The Scion iQ Was An Excellent Small Car That Nobody Wanted To buy

The Scion iQ Was An Excellent Small Car That Nobody Wanted To buy

I recently spotted a wild Scion iQ. It was a moment so exciting that I diverted from my route just to try to get a picture. The iQ is a brilliant little car, but there are so few of them out there.

Back in the aughts, some automakers were locked in a battle to produce the best, and also tiniest cars. Toyota came swinging with the iQ, the world’s smallest four-seat car. It’s had clever engineering that remains impressive today, and in the US, it was a failure.

The story of the Toyota iQ and its Scion badge-mate begins in 2003, only a few years after the Smart Fortwo and Mini Cooper hit the streets. Its design goals were somewhat similar to those of the Fortwo, with Toyota’s engineers tasked with fitting all of the qualities a real car into something only slightly larger than a go kart, notes Toyota UK Magazine. And unlike the Smart, the iQ would seat four.

Fitting a whole car into a tiny space is a challenge. Smart did it by eliminating a chunk of what would normally be a car’s trunk and filling the space with a minuscule engine. But that design decision meant only two seats.

Photo: Mercedes Streeter

Engineers gave the iQ a flat fuel tank below the floor, seats so thin they looked like they came out of a transit bus and minimized the size of every part they could. The iQ even came with the first production rear curtain airbag.

And best yet, it launched right when people were still trying to save money at the pump.

The folks at Fifth Gear detailed the absurd lengths that Toyota went to get this thing into the metal:

Now, dear readers, you know how much I love the Smart Fortwo. After all, I own four of them. So it’s going to surprise you to read what I’m about to say.

The iQ drives better than a second-generation Fortwo.

I got to drive the iQ when it hit the streets in the U.S. in 2011 and honestly, it made my 2012 Fortwo feel like a tractor.

Photo: Toyota

Where my Fortwo’s hard front suspension would break your teeth on Chicago potholes, the iQ felt like a normal car. Where my Fortwo’s clunky transmission polarised drivers, the iQ’s CVT is smooth. And where my Fortwo’s 70 HP 1.0-litre inline three requires 91 octane or better, the iQ’s 94 HP 1.3-litre inline four is fuelled with regular.

Photo: Toyota

The iQ’s handling is even sharper than a stock second-generation Fortwo.

My only real complaint about the iQ is that the fourth seat is pretty useless at being a seat for adults. I still prefer the go kart feel and striking looks of my Smart, but the iQ does just about everything better.

Photo: Toyota

I expected — just like Fifth Gear did — for the iQ to take off in sales. But it didn’t. Positive reviews and being good on paper didn’t translate to great sales in the U.S. or Europe. In 2012, Scion sold 8,879 iQs in the U.S. where Smart moved 9,264 Fortwos.

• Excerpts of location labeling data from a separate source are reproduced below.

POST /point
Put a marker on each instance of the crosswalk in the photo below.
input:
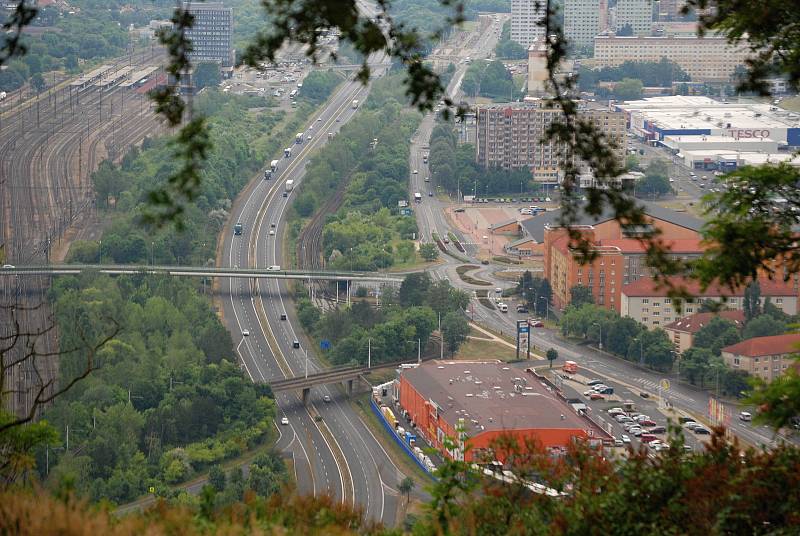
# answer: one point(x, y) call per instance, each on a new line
point(653, 386)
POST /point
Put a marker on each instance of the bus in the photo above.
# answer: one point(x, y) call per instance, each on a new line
point(570, 367)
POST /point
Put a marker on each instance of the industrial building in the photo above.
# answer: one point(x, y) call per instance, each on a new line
point(656, 118)
point(211, 33)
point(476, 403)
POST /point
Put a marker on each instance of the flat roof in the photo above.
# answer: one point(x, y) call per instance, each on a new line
point(490, 395)
point(679, 112)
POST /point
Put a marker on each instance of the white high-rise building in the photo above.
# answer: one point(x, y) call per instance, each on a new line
point(636, 13)
point(525, 19)
point(581, 22)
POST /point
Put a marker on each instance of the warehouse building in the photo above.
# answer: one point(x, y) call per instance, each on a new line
point(487, 400)
point(657, 118)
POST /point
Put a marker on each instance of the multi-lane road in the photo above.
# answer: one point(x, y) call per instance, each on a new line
point(333, 450)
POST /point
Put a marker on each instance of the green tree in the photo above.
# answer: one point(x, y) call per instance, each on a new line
point(717, 334)
point(216, 478)
point(455, 329)
point(406, 486)
point(552, 355)
point(206, 74)
point(429, 251)
point(763, 326)
point(580, 295)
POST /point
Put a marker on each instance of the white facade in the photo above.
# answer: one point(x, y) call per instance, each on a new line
point(525, 18)
point(636, 13)
point(581, 21)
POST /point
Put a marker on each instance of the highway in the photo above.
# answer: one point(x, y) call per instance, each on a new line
point(333, 451)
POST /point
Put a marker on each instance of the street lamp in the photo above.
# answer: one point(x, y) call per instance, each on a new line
point(600, 344)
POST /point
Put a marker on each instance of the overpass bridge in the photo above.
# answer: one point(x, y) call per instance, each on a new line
point(189, 271)
point(347, 375)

A problem was the iQ’s $US16,000 ($21,726) price. While the Fortwo was the cheapest way to get under the Mercedes-Benz umbrella, the iQ had a larger sibling that cost less money.

Photo: Toyota

A 2012 Toyota Yaris had a base price of around $US14,000 ($19,011) and its fuel economy figures weren’t much worse than the iQ. It was a similar story in Europe, where the larger Toyota Aygo was cheaper.

Toyota axed the iQ in 2015, ending its experiment to build a better city car. Even if it didn’t sell, the iQ is a brilliant little car. It’s as if Toyota saw what Smart did and decided that they could do even more.

Nowadays an iQ can be had for cheap. So if you’re looking for a tiny runabout and a Smart isn’t for you, give the iQ a chance, it might hit the spot.